After tea the heavy clouds which had been gathering all the afternoon in white curled masses in the west, mounted higher with the sunset, and turned black and purple, emitting low growls, and occasionally parting to show long, jagged stripes of flame.
"It will be a good one when it gits here," remarked Rosie, putting the remaining biscuits into the bread box. "It's goin' to come sudden, too. If you've let anything to do after supper, Bob, you'd better be about it."
"Everything is battened down and tight caulked for the gale, Captain Gruber," replied Bob in nautical, but indistinct terms, his mouth being occupied with a postscript to supper, in the form of a stolen piece of Happie's cake.
It was nine o'clock, however, before the storm burst with sudden fury out of a greenish-blackness of sky and atmosphere that added to the horror of the vivid lightning.
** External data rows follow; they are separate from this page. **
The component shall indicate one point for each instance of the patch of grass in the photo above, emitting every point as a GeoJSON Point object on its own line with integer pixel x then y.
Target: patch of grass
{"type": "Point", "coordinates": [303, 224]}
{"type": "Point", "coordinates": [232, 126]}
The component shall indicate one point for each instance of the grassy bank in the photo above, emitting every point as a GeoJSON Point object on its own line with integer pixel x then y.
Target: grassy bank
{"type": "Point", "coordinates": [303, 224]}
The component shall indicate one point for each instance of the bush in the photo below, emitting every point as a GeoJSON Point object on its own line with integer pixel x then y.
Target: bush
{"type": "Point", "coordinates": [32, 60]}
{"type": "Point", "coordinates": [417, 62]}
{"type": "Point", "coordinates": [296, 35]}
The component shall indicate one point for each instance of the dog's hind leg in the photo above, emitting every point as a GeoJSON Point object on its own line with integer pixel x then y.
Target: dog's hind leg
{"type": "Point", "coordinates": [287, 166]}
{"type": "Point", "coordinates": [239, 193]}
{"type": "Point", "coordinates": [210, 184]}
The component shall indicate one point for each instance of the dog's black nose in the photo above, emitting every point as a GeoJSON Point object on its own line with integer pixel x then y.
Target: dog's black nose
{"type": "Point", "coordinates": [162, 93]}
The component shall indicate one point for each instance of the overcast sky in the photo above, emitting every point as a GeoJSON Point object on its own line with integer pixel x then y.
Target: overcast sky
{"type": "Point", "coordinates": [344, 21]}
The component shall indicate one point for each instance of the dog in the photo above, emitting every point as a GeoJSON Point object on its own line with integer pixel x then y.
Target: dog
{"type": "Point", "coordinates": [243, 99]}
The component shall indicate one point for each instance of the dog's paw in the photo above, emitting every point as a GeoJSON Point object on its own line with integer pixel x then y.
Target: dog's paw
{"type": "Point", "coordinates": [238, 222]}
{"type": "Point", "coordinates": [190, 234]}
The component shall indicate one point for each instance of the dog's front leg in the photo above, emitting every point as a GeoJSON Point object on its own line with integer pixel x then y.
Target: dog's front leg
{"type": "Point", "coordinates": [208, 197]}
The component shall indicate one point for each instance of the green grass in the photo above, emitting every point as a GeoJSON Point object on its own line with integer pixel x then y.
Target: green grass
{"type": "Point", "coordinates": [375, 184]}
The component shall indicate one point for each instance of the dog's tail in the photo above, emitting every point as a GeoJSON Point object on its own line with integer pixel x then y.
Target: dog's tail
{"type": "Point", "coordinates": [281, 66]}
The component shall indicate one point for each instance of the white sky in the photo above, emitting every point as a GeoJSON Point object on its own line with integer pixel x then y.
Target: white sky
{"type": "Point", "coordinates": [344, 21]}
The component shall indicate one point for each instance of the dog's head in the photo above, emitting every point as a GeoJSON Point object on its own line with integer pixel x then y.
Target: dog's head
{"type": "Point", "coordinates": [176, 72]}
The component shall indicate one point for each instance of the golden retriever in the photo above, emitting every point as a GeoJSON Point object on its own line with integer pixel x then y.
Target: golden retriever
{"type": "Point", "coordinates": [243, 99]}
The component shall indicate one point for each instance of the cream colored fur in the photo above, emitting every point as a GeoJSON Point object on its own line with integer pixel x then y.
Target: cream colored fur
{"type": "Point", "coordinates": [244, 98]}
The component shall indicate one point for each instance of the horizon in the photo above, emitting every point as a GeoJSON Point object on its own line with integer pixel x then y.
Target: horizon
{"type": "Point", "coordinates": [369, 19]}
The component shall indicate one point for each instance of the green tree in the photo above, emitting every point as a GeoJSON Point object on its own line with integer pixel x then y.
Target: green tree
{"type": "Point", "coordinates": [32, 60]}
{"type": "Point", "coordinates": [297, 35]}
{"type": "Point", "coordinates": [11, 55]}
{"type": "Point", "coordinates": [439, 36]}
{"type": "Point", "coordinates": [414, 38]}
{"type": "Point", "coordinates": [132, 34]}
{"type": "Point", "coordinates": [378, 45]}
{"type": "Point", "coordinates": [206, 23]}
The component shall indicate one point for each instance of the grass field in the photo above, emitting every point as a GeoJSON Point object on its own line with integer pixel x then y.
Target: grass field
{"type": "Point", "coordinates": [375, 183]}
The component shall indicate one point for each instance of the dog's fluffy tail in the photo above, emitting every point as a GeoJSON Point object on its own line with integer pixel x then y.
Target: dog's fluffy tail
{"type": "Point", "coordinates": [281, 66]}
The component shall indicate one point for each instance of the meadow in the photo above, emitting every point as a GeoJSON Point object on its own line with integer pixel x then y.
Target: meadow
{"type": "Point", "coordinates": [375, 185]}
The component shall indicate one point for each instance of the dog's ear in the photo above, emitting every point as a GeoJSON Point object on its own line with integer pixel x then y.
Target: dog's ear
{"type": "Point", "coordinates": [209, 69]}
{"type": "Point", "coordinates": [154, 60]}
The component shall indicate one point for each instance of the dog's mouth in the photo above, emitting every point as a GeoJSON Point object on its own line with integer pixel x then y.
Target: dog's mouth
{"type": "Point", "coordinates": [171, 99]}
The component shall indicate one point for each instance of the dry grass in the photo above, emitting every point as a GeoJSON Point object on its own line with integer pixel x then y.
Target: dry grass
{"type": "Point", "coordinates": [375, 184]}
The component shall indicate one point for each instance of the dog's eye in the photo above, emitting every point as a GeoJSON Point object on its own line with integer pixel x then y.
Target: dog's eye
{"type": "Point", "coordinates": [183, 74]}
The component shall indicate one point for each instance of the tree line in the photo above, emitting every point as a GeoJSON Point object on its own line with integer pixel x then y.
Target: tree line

Miss Bradbury sat erect on a straight chair with her feet on another, in rigid contempt of her own undeniable fear. Mrs. Scollard held Laura and Polly, one in each arm, and Bob and Happie tried to sing, but they missed Margery's sweet alto, and succeeded less well than usual in distracting the family attention from the storm. At its height a carriage dashed up the driveway, and a woman's voice cried: "Whoa!"
"Some one's got caught," observed Rosie, as the family looked at one another, the younger ones with a natural tendency to find something portentous in this arrival out of the wildness and blackness of the night.
"It's like Guy Mannering," whispered Happie to Bob.
Rosie opened the door. They heard her exclaim: "Well, for goodness' sake!"
Then she led the way into the library, as it had been decided to call what had been the parlor, and what Rosie still designated "the room."
She was followed by Miss Eunice Neumann, her sister, and an older woman; all three were very wet and looked as disgusted as mortals could look.